Part of an induction question

Question

I might have done or not realize something stupid, but I can't seem to prove the following...

Inductive hypothesis

Assume $\exists$k$\in$N such that P(k) is true.
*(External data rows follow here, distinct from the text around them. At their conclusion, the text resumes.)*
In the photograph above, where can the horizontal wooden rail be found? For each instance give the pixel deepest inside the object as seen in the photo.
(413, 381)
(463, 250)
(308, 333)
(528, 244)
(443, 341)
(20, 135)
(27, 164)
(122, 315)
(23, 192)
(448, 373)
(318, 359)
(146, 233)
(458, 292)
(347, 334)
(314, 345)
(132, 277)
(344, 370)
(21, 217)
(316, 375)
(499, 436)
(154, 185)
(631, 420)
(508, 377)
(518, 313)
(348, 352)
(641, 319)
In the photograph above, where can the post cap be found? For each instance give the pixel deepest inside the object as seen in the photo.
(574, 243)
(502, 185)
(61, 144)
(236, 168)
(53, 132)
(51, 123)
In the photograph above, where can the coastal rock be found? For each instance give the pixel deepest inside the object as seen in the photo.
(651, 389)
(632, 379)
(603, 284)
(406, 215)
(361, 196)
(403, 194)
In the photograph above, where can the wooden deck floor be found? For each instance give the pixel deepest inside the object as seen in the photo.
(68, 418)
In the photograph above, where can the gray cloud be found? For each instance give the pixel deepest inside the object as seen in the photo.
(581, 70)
P(k): $\frac{1 \cdot 3 \cdot 5 \cdot\cdot\cdot (2k - 1)}{2 \cdot 4 \cdot 6 \cdot\cdot\cdot (2k)}$ $\leq$ $\frac{1}{\sqrt{k + 1}}$

Inductive step

Prove P(k+1) is true.

P(k+1): $\frac{1 \cdot 3 \cdot 5 \cdot\cdot\cdot [2(k + 1) - 1]}{2 \cdot 4 \cdot 6 \cdot\cdot\cdot [2(k + 1)]}$ $\leq$ $\frac{1}{\sqrt{(k + 1) + 1}}$

$\frac{1 \cdot 3 \cdot 5 \cdot\cdot\cdot [2(k + 1) - 1]}{2 \cdot 4 \cdot 6 \cdot\cdot\cdot [2(k + 1)]}$

= $\frac{1 \cdot 3 \cdot 5 \cdot\cdot\cdot (2k - 1) \cdot [2(k + 1) - 1]}{2 \cdot 4 \cdot 6 \cdot\cdot\cdot (2k) \cdot [2(k + 1)]}$

$\leq$ $\frac{1}{\sqrt{k + 1}}$ $\cdot$ $\frac{2(k + 1) - 1}{2(k + 1)}$ #by IH

= $\frac{2(k + 1) - 1}{2(k + 1) \cdot \sqrt{k + 1}}$

$\leq$ $\frac{2(k + 1)}{2(k + 1) \cdot \sqrt{k + 1}}$

= $\frac{1}{\sqrt{k + 1}}$

So what I seem to have done is proven that $\frac{1 \cdot 3 \cdot 5 \cdot\cdot\cdot [2(k + 1) - 1]}{2 \cdot 4 \cdot 6 \cdot\cdot\cdot [2(k + 1)]}$ $\leq$ $\frac{1}{\sqrt{k + 1}}$ and not $\frac{1}{\sqrt{(k + 1) + 1}}$. I seem to need a minor adjustment somewhere.

Answer 1

You have given away too much. You want to prove that $$\frac{2k+1}{2(k+1)\sqrt{k+1}}\lt \frac{1}{\sqrt{k+2}}.$$ Equivalently, you want to prove that $(2k+1)^2(k+2)\lt 4(k+1)^3$. Expand, and the result will drop out.

Answer 2

We first (directly) prove: $$\frac{1}{\sqrt{k+1}}\cdot\frac{2k+1}{2k+2} < \frac{1}{\sqrt{k+2}}$$ for $k>1$. Starting with: $$9k+2<12k+4$$ which is obviously true for $k>1$. Then, we add $4k^3+12k^2$ to both sides: $$4k^3+12k^2+9k+2<4k^3+12k^2+12k+4$$ Splitting and factoring: $$4k^3+4k^2+k+8k^2+8k+2<4k^3+8k^2+4k+4k^2+8k+4$$ $$(4k^2+4k+1)(k+2)<(4k^2+8k+4)(k+1)$$ $$(2k+1)^2(k+2)<(2k+2)^2(k+1)$$ Taking square roots: $$(2k+1)\sqrt{k+2}<(2k+2)\sqrt{k+1}$$ Dividing by $(2k+2)\sqrt{k+1}\sqrt{k+2}$ on both sides: $$\frac{1}{\sqrt{k+1}}\cdot\frac{2k+1}{2k+2} < \frac{1}{\sqrt{k+2}}$$ Now we start the induction step: $$\frac{1 \cdot 3 \cdot 5 \cdots[2k-1] [2(k + 1) - 1]}{2 \cdot 4 \cdot 6 \cdots [2k][2(k + 1)]} \leq \frac{1}{\sqrt{k + 1}}\cdot \frac{2(k+1)-1}{2(k+1)}=\frac{1}{\sqrt{k + 1}}\cdot \frac{2k+1}{2k+2}<\frac{1}{\sqrt{k + 2}}$$ There is our desired result! Q.E.D.